Performing Joins in the Prepare Recipe¶
Dataiku DSS supports a number of different ways to join datasets.
In terms of non-code options, the Join recipe is a natural choice. However, simple left-joins on relatively small datasets can be performed using a Prepare recipe or visual analysis.
In addition, the Prepare recipe can also execute two other kinds of powerful joins: a fuzzy join and a geo-join.
Left-join for small datasets¶
The processors library includes an option to perform a memory-based left-join.
In the Prepare recipe below, we join the columns gender and ip_address from the Customers dataset to the Orders dataset.
Fuzzy join¶
The Fuzzy join processor performs a join where the values of the join key do not need to match precisely, but are “close” according to the Damerau-Levenshtein distance.
For example, you may want to enrich a customer database with information on the economies of the countries where your customers live. Using the country names as the key in a traditional join may be difficult, because the country names in one dataset may not exactly match the country names in the other, either because of typos or differences in use of the official or common name of a country. A fuzzy join can help you to successfully merge this data.

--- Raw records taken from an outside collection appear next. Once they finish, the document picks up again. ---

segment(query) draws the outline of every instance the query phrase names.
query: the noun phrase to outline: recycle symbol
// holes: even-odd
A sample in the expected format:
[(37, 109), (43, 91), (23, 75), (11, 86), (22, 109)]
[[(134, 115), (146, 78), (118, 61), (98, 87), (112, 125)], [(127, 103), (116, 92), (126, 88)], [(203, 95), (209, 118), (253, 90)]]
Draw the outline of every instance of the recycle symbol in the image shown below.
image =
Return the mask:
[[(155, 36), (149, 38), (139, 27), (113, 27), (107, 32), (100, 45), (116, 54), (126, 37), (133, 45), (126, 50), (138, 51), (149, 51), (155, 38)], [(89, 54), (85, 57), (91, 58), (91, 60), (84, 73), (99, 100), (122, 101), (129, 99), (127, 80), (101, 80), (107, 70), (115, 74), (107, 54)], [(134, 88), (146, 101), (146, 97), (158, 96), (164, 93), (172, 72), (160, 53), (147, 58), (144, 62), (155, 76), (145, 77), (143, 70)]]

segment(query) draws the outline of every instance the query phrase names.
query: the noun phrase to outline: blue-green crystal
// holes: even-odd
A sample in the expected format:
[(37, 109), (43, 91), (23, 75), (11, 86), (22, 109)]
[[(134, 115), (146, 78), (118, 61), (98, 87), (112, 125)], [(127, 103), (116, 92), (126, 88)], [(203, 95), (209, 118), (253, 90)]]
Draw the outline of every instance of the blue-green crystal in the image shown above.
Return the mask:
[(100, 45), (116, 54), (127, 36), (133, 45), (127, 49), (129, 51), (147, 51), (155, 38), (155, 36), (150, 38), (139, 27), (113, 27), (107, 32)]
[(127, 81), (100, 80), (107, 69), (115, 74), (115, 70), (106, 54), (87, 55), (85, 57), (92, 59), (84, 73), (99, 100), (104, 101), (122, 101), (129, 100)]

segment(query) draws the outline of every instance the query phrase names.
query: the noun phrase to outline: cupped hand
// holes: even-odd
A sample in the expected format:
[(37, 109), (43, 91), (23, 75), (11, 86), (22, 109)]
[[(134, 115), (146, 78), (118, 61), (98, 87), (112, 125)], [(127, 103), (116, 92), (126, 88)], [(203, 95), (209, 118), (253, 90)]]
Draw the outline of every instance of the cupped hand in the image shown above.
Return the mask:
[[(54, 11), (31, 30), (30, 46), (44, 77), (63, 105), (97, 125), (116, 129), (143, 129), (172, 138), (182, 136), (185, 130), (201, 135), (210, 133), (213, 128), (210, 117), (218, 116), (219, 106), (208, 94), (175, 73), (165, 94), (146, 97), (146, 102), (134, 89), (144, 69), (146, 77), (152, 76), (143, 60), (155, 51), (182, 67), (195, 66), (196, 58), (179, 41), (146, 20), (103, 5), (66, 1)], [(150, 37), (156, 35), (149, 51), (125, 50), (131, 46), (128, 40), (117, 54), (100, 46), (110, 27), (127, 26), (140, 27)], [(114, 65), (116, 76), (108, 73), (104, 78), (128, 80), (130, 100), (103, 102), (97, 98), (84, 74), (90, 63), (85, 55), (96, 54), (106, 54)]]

With Damerau-Levenshtein distance of 1, United States will match with the typo Untied States, but a distance of 2 is required to match more typos like Untied Stats, and a greater distance to match United States of America. Of course, the difficulty at that point is that increasing the Damerau-Levenshtein distance to match United States and United States of America can also create a match with United Kingdom, so you may need to recode values.
In addition to specifying the Damerau-Levenshtein distance, you can also apply string operations like normalizing the text or stemmings words before attempting the join.
Geo-join¶
The Geo-join processor performs a geographic nearest-neighbor join between two datasets with latitude-longitude coordinates.
For example, you may have determined the locations of customers from their IP addresses. You can enrich this data with information about the closest airport to each customer by using a Geo-join that finds the airport with the shortest distance based on geographic location.
The latitude and longitude of the locations to be joined are used as the keys, and must be available in both datasets. If you have a GeoPoint, you can first apply the Extract lat/lon from GeoPoint processor. You can select which columns from the other dataset should be copied to this one, optionally including the distance between the joined locations.